Yesterday, my daughter had a company dance photo shoot. She wore the costume for the dance, “Cook Kids vs. Nerds.” Of course, she was a nerd and honestly, I wouldn’t have it any other way. A little later, she wanted to go to the store to look for earrings and I wanted to find new jeans, so we went shopping.
I’m getting a new tattoo; it is a semicolon with butterfly wings. I first heard about the semicolon project from my niece and if it doesn’t sound familiar, it would be worth your time to look it up. The most basic meaning would be, “my story isn’t over yet.”
I haven’t discussed my past at length with my daughter, but she is getting to be that age where she has started asking more and more questions. Next week, I am going to a presentation called, “Playing Monopoly with God,” about a woman’s experience with postpartum issues and returning from that place I once knew all too well. When asked if I would be willing to share my story in an interview, I hesitated. Most of you who know me well wouldn’t believe that. My life = open book. But, my daughter is to the age where she can surf the internet, she knows about my blog and I’ve never discussed what happened after her birth with her. I have NEVER wanted her to think it was her fault. EVER.

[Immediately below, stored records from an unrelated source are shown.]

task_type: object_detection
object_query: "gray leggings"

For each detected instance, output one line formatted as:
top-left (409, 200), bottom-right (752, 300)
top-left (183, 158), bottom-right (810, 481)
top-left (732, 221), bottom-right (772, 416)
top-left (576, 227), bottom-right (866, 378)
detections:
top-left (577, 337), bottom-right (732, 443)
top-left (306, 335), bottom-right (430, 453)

She and I began discussing my tattoo and the meaning behind it. I told her I wanted this tattoo in a very specific place for a very specific reason. I finally explained to her that I used to injure myself. We spoke a little about depression and suicide, but didn’t dwell on the issues. She brought up the fact that she wished people would take more time to put themselves in other people’s shoes to see how they might feel if they were treated the way they treated others. She said she thought some of the reason kids her age get depressed is because of things other kids say to them.
We went to the mall and she convinced me to go to Claire’s to look at and purchase earrings. The gal at the checkout said, “Are you having a mommy/daughter date?” Grace and I looked at each other to decide if we wanted to give our time together a title. I looked at the gal and said, “Yeah, I guess so.”

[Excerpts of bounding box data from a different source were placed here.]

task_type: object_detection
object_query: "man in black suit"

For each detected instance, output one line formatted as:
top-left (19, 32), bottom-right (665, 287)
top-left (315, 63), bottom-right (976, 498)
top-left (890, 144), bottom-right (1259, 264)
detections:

As we walked out of the store, I noticed the gathering of four girls sitting on the benches around the trash can. They were whispering and giggling and each of them had their own cell phone they were glued to. I vaguely sensed they could be talking about Grace, but honestly, couldn’t figure out why. I looked their direction and noticed one of them had a black eye.

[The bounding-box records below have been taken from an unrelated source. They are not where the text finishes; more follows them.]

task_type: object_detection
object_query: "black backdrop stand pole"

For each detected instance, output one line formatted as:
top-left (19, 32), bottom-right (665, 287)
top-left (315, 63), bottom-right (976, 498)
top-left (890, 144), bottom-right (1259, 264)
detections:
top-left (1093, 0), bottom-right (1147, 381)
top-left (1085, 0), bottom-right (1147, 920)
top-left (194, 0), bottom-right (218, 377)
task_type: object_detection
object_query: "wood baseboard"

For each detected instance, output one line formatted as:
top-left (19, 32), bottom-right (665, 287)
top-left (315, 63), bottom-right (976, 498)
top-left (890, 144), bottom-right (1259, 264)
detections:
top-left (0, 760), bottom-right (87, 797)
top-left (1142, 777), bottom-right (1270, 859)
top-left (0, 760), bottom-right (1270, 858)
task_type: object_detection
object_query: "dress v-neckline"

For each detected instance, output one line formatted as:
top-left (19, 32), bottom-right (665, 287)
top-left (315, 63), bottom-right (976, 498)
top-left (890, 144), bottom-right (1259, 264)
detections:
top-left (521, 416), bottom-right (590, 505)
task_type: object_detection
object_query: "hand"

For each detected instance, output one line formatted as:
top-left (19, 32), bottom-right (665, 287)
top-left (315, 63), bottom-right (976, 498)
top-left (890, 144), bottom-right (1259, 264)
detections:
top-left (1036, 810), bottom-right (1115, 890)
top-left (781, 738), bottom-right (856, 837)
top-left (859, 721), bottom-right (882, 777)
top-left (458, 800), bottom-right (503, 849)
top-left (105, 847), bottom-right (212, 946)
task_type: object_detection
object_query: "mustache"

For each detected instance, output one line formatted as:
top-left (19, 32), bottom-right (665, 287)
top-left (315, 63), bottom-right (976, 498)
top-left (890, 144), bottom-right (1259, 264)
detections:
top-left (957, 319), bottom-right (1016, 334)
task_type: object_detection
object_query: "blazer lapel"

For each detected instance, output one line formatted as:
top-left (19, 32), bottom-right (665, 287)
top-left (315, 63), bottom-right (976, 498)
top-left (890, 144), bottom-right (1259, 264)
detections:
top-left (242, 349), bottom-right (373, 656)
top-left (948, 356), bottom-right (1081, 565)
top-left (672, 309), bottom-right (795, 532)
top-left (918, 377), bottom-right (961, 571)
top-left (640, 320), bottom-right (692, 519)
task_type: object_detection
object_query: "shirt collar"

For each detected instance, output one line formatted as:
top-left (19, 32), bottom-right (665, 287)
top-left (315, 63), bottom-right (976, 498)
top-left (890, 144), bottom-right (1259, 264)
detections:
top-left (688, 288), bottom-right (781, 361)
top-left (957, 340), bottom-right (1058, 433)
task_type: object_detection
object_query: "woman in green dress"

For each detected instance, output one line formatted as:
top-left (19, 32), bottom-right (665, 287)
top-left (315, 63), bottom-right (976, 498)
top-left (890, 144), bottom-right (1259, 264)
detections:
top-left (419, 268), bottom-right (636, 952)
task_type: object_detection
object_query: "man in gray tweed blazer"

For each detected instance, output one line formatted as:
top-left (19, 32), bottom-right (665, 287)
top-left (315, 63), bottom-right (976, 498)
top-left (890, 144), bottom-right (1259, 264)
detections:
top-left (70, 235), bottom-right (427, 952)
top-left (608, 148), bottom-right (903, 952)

On our way out of the mall, the girl with the black eye shouted out, “What are you wearing!?!”
And suddenly, everything rose up inside of me.
I turned around to make sure the girl was speaking to us. I turned around to make sure the girl knew I was speaking to her.
“It is a dance costume,” I said emphatically.
The girls sitting on the benches looked at each other, “We’re sorry, she’s just being rude,” they apologized, swatting at their friend’s arm.
I kept looking.
Less than a minute, but a lifetime of influence, both in cause and effect.
As we made our way to the car, I was considering going back into the mall to make sure that girl knew her words had consequences, but Grace stopped that line of thinking by saying, “You know you didn’t have to do that, right?”
My heart was still racing. “I didn’t, but I did,” I tried to explain.
“Well, your confidence made me more confident,” she said. “I couldn’t have said what I did if you hadn’t said what you did.”
After a few seconds of silence, she continued, “And by the way, what she said didn’t offend me.”
And then, I took a step back to review the situation. My daughter and I had just finished a “mommy/daughter date” and were on our way home, together. We had been talking, laughing, sharing interests. Grace is a dedicated dancer with confidence enough not to worry about what others might think of her “costume.”
I began to wonder what kind of home life the other girl had. She was at the mall, unsupervised, with a black eye and a cell phone. She probably thought her friends would think her comment was funny and maybe for a split second, she would feel like she belonged if she was able to make them smile.
Sometimes, life is so sensitive, it hurts.
And sometimes, I am just extremely grateful that my daughter has the “swaggest dance costume around.”